Exclusion is different for everyone and is a very personal thing. Not everyone will feel comfortable with it being discussed openly. I have no problem telling people I have MS, but there will be someone else with the same medical condition who won’t want people to know and they have a right to not have to share that. Equally, they may not want to discuss the medical explanation that sit behind it.

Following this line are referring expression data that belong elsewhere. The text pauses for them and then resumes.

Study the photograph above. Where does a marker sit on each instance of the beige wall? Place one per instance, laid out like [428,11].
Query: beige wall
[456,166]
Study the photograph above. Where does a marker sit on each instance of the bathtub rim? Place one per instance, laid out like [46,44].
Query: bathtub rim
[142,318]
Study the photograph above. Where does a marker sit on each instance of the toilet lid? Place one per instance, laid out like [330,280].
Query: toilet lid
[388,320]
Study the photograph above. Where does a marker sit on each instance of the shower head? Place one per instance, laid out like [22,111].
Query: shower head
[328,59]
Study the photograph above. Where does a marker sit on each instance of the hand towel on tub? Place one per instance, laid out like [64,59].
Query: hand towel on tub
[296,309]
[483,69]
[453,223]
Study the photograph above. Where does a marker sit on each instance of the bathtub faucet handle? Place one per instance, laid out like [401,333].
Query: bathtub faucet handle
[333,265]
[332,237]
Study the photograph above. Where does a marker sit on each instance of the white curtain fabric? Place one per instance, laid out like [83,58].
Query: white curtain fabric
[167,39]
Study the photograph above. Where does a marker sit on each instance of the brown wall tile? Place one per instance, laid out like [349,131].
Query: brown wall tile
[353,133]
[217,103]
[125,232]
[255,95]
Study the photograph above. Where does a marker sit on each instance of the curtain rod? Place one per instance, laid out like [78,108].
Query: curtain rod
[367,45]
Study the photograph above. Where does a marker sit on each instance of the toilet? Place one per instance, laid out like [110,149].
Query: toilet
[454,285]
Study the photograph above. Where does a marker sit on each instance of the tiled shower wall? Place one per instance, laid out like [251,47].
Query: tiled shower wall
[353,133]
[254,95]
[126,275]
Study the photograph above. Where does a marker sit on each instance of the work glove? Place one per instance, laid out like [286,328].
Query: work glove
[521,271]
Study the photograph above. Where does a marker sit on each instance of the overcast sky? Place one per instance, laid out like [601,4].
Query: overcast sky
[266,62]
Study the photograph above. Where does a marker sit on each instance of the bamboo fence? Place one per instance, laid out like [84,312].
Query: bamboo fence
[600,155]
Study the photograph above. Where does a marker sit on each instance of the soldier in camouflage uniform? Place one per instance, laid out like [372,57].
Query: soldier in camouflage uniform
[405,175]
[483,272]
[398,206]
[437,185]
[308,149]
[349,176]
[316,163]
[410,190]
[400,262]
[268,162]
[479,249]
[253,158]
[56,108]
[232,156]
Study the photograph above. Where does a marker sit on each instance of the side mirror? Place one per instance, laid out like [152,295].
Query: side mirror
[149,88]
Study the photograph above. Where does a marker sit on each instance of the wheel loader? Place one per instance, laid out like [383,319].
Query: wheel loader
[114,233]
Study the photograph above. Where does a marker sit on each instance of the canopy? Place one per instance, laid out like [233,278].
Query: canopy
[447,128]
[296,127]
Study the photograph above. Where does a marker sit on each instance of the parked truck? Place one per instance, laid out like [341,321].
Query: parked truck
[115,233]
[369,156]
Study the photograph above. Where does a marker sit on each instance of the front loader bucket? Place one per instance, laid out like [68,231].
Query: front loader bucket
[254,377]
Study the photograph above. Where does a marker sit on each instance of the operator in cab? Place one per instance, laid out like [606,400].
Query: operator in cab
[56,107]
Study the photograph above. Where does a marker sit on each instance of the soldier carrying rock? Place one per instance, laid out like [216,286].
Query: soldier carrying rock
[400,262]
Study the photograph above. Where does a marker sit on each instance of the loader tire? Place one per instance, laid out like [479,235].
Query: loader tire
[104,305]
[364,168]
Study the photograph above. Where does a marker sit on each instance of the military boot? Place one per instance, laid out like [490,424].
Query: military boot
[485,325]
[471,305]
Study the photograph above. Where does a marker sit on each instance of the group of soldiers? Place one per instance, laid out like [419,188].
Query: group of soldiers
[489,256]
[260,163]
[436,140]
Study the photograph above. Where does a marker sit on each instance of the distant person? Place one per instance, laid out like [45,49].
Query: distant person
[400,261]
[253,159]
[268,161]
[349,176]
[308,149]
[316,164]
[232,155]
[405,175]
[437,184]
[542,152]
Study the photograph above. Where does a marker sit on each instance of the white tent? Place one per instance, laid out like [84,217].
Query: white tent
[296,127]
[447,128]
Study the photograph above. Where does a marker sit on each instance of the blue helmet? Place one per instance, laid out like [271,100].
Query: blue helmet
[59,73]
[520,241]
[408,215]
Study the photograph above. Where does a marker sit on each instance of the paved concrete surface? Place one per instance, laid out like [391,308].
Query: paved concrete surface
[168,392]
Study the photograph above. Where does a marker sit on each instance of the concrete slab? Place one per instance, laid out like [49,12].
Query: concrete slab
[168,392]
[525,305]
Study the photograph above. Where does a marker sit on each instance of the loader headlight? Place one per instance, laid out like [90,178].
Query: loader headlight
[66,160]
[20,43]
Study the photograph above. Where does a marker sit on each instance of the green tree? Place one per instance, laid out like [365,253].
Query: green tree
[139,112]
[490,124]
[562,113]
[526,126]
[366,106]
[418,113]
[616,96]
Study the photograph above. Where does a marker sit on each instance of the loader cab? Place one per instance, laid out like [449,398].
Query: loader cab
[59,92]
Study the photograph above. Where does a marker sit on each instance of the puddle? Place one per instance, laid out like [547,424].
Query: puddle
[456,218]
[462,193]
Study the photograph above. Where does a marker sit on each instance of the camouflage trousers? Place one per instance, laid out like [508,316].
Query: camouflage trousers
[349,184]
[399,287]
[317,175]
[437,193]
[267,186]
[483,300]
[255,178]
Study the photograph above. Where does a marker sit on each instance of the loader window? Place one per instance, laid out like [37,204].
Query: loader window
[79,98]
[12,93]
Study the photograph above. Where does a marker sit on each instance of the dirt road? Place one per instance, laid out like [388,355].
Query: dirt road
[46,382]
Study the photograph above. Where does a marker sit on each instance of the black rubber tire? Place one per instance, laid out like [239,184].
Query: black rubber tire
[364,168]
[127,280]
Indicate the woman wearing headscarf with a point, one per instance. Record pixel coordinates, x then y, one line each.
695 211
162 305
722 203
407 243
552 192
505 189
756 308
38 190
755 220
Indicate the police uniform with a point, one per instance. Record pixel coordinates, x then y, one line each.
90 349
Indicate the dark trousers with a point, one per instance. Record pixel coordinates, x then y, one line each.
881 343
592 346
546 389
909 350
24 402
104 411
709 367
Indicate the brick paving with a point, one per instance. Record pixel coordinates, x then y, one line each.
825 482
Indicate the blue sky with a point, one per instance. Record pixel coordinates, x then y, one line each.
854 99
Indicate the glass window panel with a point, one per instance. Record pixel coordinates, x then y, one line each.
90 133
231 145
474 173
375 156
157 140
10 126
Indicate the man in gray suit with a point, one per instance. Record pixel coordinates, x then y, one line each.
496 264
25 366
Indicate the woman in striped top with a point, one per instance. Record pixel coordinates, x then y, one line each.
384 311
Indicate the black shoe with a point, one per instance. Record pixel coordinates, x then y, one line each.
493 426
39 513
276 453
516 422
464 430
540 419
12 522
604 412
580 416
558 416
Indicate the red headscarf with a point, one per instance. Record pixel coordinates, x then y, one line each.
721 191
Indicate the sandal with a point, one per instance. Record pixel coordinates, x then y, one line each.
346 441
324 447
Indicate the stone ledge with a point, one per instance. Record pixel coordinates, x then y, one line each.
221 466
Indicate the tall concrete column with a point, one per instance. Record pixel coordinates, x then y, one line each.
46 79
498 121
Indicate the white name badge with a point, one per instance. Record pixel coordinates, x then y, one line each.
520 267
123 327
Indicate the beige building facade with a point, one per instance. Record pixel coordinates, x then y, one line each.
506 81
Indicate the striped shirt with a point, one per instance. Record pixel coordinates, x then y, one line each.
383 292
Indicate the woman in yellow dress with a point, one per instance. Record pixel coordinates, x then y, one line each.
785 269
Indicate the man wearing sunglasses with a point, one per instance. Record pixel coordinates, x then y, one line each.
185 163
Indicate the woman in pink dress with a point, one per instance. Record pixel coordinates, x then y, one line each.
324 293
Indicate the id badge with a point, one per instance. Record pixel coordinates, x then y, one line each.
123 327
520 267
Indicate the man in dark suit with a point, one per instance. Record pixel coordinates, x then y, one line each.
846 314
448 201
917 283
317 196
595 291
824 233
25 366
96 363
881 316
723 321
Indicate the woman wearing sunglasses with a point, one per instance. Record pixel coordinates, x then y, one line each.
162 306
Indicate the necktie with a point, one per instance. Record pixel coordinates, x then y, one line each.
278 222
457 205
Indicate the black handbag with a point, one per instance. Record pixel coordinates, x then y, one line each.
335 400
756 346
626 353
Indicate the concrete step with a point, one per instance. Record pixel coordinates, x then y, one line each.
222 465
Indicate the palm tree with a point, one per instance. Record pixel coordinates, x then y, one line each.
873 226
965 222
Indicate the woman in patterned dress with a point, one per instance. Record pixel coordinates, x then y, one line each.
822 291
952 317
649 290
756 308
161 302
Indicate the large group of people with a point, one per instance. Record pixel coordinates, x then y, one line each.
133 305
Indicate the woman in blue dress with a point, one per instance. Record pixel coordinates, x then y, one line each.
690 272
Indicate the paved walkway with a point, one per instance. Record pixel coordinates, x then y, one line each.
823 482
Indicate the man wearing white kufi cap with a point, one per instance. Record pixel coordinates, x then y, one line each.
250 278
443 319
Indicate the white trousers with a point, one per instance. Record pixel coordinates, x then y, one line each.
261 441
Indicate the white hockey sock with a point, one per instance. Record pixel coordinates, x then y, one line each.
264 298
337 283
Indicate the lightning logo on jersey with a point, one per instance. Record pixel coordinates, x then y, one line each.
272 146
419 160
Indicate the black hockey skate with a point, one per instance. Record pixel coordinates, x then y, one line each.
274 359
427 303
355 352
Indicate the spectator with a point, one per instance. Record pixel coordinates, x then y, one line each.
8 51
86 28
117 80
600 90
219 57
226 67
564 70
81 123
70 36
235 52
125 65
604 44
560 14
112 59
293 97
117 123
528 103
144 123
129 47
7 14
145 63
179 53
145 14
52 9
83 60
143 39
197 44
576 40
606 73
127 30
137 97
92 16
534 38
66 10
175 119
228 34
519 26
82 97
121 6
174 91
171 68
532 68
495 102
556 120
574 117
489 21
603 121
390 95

In other ways, it’s important to talk about difference where there’s lack of understanding. An example of difference that I don’t fully understand is around people who don’t identify as male or female, or who are non-gender conforming people. I saw one of our people’s stories on the intranet about it who recently joined and was a non-binary person, so I googled it to learn more because I realised that it was something I needed to know more about.

We need a balance when talking about difference. I think talking about it is good in that it encourages people to learn more, but equally I think we need to be careful that by talking about difference we don’t make people feel different.

Unconscious bias

I now recognise that earlier in my life, I held unconscious bias in the workplace. I grew up in the 1980s and 90s, and to me that was the time when we had the most misogynistic, racist, homophobic society I’ve ever experienced.

Since I’ve been aware of unconscious bias, some of my recruitment decisions 10 or so years ago were based on an unconscious bias that I had – not because I’m a nasty person, but because I’d grown up in an environment where it was acceptable to make judgements about people, not based on their skills but based on their characteristics. So being aware of unconscious bias is really helpful in helping you to change, because if you don’t know you’re doing it you’re not going to change it. If you do, you can do something about it.

Having unconscious bias is a bit like having Covid… you can have it and not know you’ve got it! There are lots of people wandering around thinking they don’t have biases, so you have to take a test to know.